No, corretto è corretto, purtroppo il nostro amico R1zZ1 vuole utilizzare un profilo COMPLETAMENTE instabile, con tutte le conseguenze del caso.

@R1zZ1: sei sicuro di quello che stai facendo?  :Rolling Eyes:   :Wink: 

Purtroppo, nel caso di problemi di aggiornamento/funzionamento di pacchetti instabili (per non parlare dell'intero sistema), il luogo migliore per trovare soluzioni è Gentoo Bugzilla.

----------

## R1zZ1

Sul portatile il profilo completamente instabile funziona bene e so quello che faccio  :Smile: 

Il problema è che qualsiasi versione delle coreutils, anche una stabile, da sempre lo stesso problema, cambia solo il numero di riga dove l'errore si manifesta.

Ciao

----------

## Scen

Uhm, qualcun'altro sembra avere il tuo stesso problema!,e sta utilizzando i linux-headers-2.6.20; tu hai installata la versione 2.6.19*, penso dipenda da loro (come viene detto anche nel thread che ti ho linkato).

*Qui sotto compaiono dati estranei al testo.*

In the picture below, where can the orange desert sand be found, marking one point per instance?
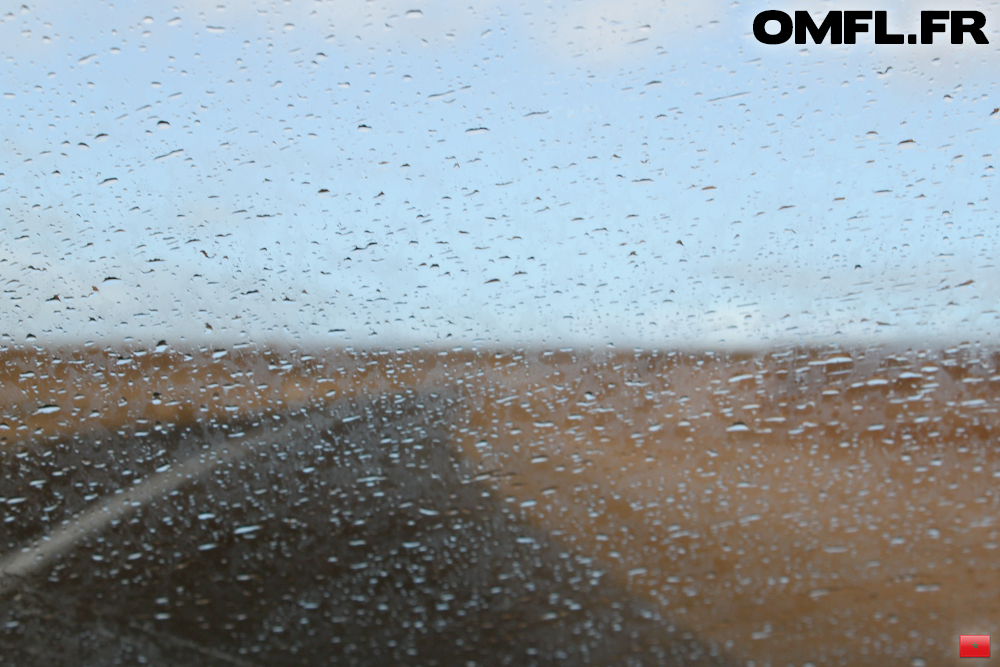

Su Bugzilla non compare nulla, penso che la cosa migliore sia aprire un bug; nel frattempo non vedo altre vie d'uscita, se non fare il downgrade di linux-headers  :Confused: 

[EDIT]

hai aggiornato linux-headers di recente? Prova a ricompilare glibc e poi coreutils, vedi se il problema si ripresenta

[/EDIT]

----------

## R1zZ1

 *Scen wrote:*   

> 
> 
> [EDIT]
> 
> hai aggiornato linux-headers di recente? Prova a ricompilare glibc e poi coreutils, vedi se il problema si ripresenta
> ...

 

Risolto, grazie  :Very Happy: 

Come vedete non c'entrava niente l'arch testing.

----------

## Scen

 *R1zZ1 wrote:*   

> Come vedete non c'entrava niente l'arch testing.

 

C'entrava perchè la versione di linux-headers che stavi utilizzando era ~, mentre se avevi un profilo stabile questo problema non lo riscontravi (a meno che tu non forzassi le versioni instabili di linux-headers, ma non vedo il motivo di farlo). Comunque l'importante è che hai risolto  :Cool: 

----------

## R1zZ1

Gli headers del kernel sono rimasti gli stessi, ho solo riemerso glibc e poi coreutils.

Sì infatti, l'importante è aver risolto. La cosa mi premeva perchè non riuscivo più ad aggiornare portage  :Smile: 

----------